More importantly, my hours are now 7 am-3 pm. This is a dramatic change for me. It has been YEARS since I worked a job where I could see sunrise or even sunset. When you are trapped in an audio booth during evening news, you can't really take a break to watch the Sun set. And when you work until 1 am daily, seeing the sunrise isn't much of an option either. Most of my pictures of outside looked like this:
Or consisted of watching fireworks for events I could not attend, but could look out the door and see 2 seconds of ka-BOOM, before I went back into a windowless room.
|Watching fireworks at the baseball grounds|
Or even sadder yet...watching the sunset through a TV monitor:
My world is so very different.
|The first sunrise in years|
I feel like a vampire, that was suddenly granted the gift of sunlight. The unbelievable joy of seeing the sky 'pink' up as I drive, the sky changing from dark purple to violet to dark blue. Watching wisps of clouds start to glow. The quiet sound of birds chirping. I honestly had forgotten how beautiful the world is early in the morning and late in the afternoon.
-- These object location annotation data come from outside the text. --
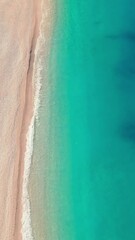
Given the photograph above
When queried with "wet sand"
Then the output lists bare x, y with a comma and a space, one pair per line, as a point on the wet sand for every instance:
19, 28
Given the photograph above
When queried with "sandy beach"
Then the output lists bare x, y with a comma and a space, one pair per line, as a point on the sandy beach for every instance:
19, 29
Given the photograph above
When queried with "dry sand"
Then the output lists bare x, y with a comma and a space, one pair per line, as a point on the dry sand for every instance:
19, 25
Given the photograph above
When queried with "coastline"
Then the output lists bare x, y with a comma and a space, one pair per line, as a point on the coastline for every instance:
24, 230
19, 33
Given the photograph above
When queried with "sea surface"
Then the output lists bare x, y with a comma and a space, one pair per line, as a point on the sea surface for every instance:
82, 184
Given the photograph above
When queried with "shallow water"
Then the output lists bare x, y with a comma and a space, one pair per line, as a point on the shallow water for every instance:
85, 144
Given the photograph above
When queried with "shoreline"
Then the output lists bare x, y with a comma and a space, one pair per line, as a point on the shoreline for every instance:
19, 34
28, 123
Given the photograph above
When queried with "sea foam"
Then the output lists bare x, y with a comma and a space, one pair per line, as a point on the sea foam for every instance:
37, 77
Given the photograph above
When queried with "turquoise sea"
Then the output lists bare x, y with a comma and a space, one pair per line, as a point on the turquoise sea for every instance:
84, 151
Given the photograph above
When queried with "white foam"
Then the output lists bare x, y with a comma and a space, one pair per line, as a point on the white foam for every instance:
37, 77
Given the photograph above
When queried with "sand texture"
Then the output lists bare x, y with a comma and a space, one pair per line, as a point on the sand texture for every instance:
19, 22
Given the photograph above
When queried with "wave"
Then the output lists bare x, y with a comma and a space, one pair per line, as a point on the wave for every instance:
36, 78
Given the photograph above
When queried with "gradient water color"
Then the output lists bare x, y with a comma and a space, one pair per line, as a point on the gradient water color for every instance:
83, 174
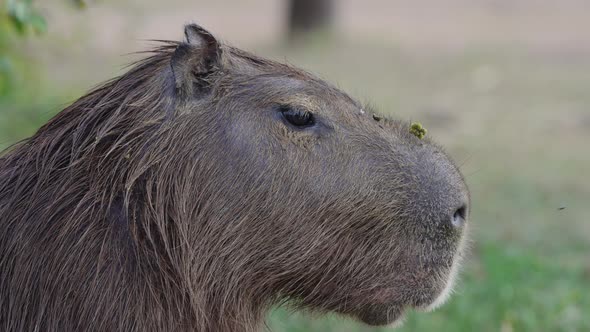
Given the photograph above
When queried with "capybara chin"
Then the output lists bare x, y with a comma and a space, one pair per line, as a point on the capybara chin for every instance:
205, 186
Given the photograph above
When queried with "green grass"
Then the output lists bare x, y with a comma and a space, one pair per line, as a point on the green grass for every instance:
505, 288
519, 126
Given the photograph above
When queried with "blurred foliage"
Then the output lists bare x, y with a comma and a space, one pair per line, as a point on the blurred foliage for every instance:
19, 19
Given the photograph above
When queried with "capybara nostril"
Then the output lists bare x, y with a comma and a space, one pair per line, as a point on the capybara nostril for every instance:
459, 217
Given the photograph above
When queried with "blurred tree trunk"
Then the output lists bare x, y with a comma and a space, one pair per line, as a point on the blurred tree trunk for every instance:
308, 15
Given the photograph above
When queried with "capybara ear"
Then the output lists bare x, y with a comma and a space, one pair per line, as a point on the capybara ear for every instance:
195, 60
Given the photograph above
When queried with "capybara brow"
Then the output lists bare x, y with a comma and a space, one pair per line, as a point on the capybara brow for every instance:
207, 185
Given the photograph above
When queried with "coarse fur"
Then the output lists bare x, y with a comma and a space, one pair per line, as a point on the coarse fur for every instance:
178, 197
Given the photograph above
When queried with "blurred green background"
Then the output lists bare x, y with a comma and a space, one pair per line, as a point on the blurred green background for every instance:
504, 85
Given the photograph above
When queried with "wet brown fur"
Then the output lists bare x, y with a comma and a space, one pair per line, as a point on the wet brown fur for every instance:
175, 198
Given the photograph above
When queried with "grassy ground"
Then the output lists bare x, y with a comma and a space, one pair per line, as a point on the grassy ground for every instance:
518, 123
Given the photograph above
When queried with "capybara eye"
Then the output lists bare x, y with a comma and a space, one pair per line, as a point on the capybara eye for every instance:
296, 117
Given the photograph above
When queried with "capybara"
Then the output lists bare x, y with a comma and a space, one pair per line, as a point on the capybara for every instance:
207, 185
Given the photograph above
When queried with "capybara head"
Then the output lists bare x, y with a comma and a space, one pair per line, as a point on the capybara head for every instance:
207, 185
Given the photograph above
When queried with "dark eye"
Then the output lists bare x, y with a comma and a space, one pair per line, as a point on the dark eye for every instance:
296, 117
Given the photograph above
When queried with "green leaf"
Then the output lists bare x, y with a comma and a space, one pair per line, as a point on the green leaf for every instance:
38, 23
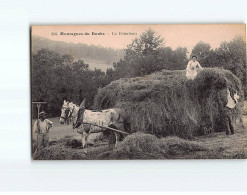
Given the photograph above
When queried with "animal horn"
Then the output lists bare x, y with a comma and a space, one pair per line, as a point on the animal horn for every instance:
83, 104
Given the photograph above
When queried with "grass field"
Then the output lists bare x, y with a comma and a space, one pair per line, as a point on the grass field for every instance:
215, 146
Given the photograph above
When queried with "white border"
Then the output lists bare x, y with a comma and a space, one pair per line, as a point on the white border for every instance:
19, 173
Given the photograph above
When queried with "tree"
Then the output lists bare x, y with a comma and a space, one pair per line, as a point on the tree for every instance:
141, 56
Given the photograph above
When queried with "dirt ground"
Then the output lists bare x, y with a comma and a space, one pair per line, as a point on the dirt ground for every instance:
220, 146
There's a happiness in being able to attend after work events with friends and family and not have to take a day off. Being able to say yes to dinner out or drinks with friends. The simple joy of dinner at home, with my husband, even if it is just spaghetti in front of the TV.
|A Glorious Sunset while out at the Beach AFTER work|
There are a handful of people who have not expressed any congratulations to me about moving up. There are a handful of people who resent my moving as a personal insult to them. Like I made the decision primarily to create problems for them.
It's frankly very sad.
For these are people who have been experiencing the joys I have felt over the past month, for years. These are people who I guess no longer find the beauty in small things. People who don't understand we are all on this planet together and only by each of us finding our own joy can we make this world a better place. It's not how many friends you have or how many groups you belong; it is what you do with your time on this planet that matters. It is being happy for someone else who has been greatly unhappy and under appreciated to finally find happiness. I'm sorry that group of people is so unhappy that they feel they need to criticize someone else's joy or ignore it.
It's seeing the beauty in those sunrises and sunsets that reminds me to be caring, share other's joy, console their tears, offer a helping hand that makes life worth living.